A number of stakeholders have taken on the challenge of providing a course search or bookings platform online.

CourseFinders, sister company of ICEF, lists almost 7,000 language schools across the world on its course search site, which Ross Holmes, director of online products, describes as a “research tool for students at the beginning of their journey”.

“The generation of students that we’re dealing with are more and more comfortable doing it online”

“We noticed that for a student trying to research a language course online, it was a long, arduous and often confusing process,” he elaborates.

Digitising the counselling process

Hotcourses, which has a well established and extensive listings/search site for higher education globally, has followed the innovation trail from the opposite end of the service spectrum, evolving their offer to now provide a virtual counselling service too.

Mike Elms, its CEO, says that the aim of this service is to provide everything an agent offers online. First launched in India last year, it may roll out to more markets in future.

Since its inception, the platform has succeeded in serving around 80% of its clients purely through online means, Elms believes.

“I think the agency model is one that traditionally has been an offline model, but it needn’t be,” he explains. “The generation of students that we’re dealing with are more and more comfortable doing it online.”
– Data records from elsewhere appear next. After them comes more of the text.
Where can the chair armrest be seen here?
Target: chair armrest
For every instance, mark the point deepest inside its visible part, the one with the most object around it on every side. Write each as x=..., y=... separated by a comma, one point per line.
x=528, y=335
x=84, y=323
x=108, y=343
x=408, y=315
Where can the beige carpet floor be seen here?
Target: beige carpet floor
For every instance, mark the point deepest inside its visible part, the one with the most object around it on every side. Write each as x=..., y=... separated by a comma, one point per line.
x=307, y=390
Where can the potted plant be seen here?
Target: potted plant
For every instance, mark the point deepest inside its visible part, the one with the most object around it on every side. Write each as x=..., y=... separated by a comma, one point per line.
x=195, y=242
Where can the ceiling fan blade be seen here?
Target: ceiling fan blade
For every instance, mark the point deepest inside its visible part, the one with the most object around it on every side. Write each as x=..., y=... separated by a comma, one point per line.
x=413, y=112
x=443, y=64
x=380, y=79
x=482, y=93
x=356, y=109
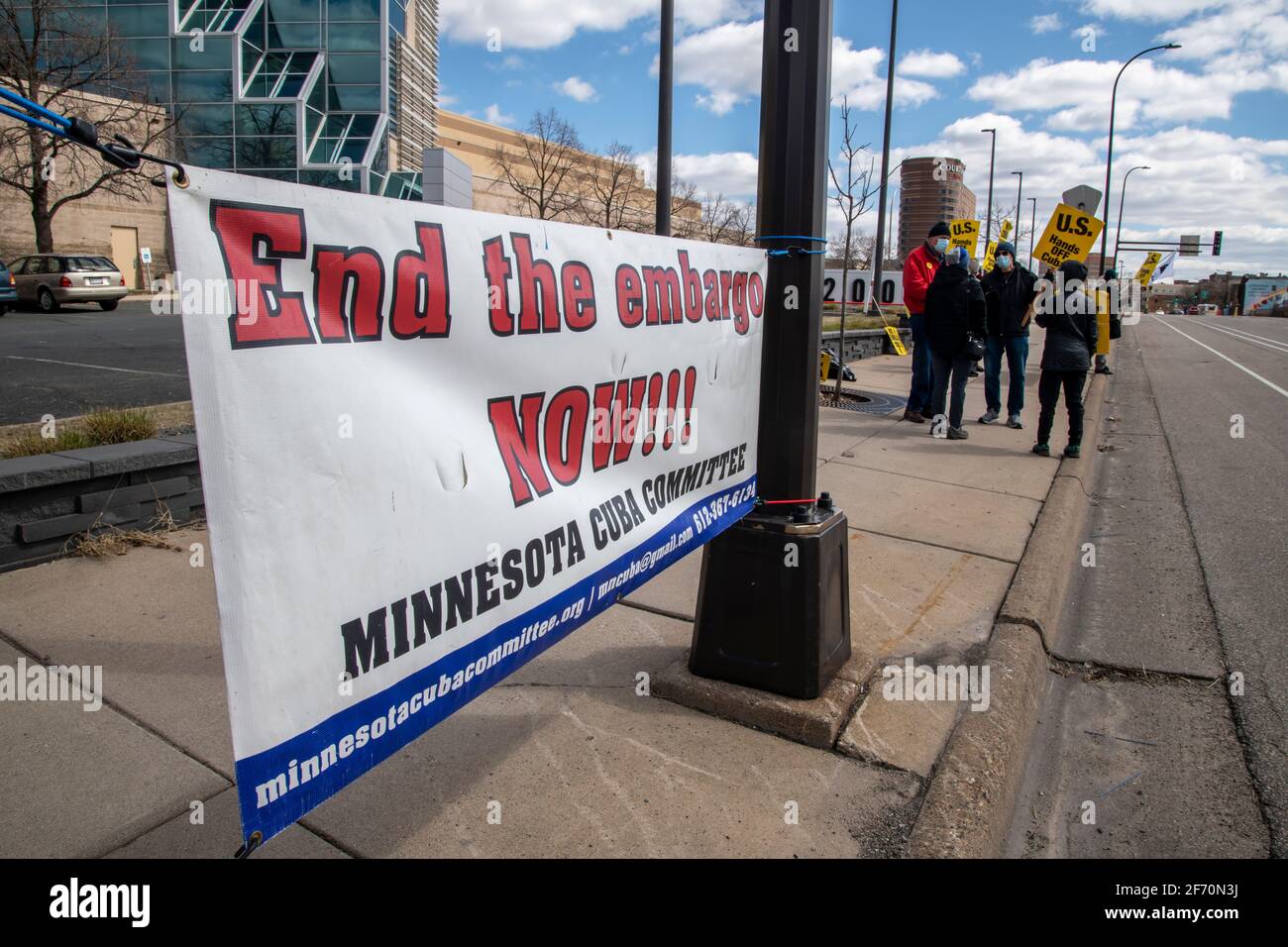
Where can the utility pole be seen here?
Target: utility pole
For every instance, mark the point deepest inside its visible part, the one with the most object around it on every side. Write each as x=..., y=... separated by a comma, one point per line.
x=988, y=213
x=664, y=120
x=767, y=620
This service facilitates student counselling and advising via video link, and can also connect those looking for a course with existing students at particular institutions.
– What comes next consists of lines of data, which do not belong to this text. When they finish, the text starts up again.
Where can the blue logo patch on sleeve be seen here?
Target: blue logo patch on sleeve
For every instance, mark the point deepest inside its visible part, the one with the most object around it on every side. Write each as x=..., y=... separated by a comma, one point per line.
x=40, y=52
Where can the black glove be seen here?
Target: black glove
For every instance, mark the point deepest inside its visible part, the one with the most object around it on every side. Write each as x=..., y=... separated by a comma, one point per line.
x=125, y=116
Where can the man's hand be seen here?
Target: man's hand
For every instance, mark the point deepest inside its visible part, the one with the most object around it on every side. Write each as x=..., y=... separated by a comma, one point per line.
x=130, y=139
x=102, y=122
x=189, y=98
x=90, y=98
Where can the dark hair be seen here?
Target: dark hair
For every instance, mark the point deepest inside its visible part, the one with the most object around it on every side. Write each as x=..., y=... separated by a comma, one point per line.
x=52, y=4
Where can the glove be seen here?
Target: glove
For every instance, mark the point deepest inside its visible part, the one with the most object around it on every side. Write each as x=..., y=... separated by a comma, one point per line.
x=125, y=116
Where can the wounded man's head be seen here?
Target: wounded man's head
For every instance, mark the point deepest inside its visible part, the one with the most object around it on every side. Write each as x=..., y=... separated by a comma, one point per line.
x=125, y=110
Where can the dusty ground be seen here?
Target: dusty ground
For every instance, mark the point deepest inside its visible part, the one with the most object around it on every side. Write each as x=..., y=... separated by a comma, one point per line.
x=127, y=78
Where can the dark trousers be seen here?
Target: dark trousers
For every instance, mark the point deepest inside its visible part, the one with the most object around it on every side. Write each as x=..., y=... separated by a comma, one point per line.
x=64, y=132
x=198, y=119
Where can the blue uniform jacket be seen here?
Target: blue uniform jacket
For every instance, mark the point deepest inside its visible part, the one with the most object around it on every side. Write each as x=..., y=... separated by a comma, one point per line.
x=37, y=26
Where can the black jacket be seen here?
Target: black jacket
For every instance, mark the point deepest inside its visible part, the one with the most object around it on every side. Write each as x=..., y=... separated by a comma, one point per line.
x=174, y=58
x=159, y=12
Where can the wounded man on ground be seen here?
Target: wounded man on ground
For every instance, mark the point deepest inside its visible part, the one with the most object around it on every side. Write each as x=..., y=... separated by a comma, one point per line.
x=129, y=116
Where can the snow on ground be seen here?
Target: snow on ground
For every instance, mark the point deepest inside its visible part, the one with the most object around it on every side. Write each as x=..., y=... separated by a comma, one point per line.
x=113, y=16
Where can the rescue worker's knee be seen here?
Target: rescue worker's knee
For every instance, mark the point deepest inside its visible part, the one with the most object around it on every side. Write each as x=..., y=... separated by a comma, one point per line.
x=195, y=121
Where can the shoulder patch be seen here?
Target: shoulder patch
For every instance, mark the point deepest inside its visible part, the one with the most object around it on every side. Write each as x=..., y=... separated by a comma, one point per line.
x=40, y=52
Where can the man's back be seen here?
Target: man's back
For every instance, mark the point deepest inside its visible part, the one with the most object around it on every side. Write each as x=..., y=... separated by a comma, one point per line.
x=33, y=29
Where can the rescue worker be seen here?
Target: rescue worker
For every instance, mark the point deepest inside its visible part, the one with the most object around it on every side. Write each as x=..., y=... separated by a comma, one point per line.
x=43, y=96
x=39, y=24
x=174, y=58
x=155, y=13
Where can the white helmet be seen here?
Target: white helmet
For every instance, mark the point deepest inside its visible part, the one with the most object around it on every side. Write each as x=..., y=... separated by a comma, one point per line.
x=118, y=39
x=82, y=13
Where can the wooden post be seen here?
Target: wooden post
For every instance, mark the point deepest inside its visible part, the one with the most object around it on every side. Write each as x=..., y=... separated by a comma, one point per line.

When reflecting on expanding this concept to the wider industry, Elms thinks it will be “a slow transition”. “But I do think that the future for this sort of business will be an online future,” he says.

Simplifying the school and agency transaction

Another focus for some entrepreneurs has been the transactional process between schools and agents, which is a fragmented, patchy process for most operators dealing with bookings coming in from or for multiple partners.

“There’s a huge gap in our market because today, most of our operational side is still very highly manual”

Australia-based Mauricio Pucci, co-founder of agency network Information Planet, has invested A$3m in developing a Salesforce-backed booking system that all agencies can use for streamlined booking with their partners and to compare a tailored portfolio of products instantly while consulting with a client.

“A lot of people are trying to make [transacting] a lot simpler and easy to use, because [improving efficiency means] the number of students will grow and the business will grow,” he says.

The platform, Education HiFy, will be the first to alter prices according to the potential student’s nationality, says Pucci.

“If we look at other industries, they all have their own platforms, and in our industry we don’t have that,” he relates. “There’s a huge gap in our market because today, most of our operational side is still very highly manual.”

Forward thinking for the back-end

Another entrepreneur who has turned his attention to study travel is tech startup stalwart Nicolas Miller, who has one success under his belt already via a US$75 million computer vision company. Miller and his co-founders, each having studied abroad themselves, saw an opportunity to serve agencies by solving some of their daily pains with technology.

Their solution was Edvisor, still a nascent platform but already used weekly by nearly 700 agents worldwide. Edvisor helps agents optimise their sales processes; keep track of their students’ and schools’ information; create online quotes and invoices; and gain insights into team and business performance.

Miller says that in just over a year, Edvisor has become the most widely used industry tool among education agencies.

“Several respected schools have even reached out to us after hearing from their agencies, so we see some exciting opportunities to work with schools as well in the near future,” he adds.

In-house innovation

Some of these digital developments are enhancing the business of agencies by allowing them to focus further on their customers.

According to Naveen Chopra, chairman of one of India’s largest education advisor companies, The Chopras, it is important that agencies ensure they don’t get left behind by continually considering how to harness technology to best serve clients.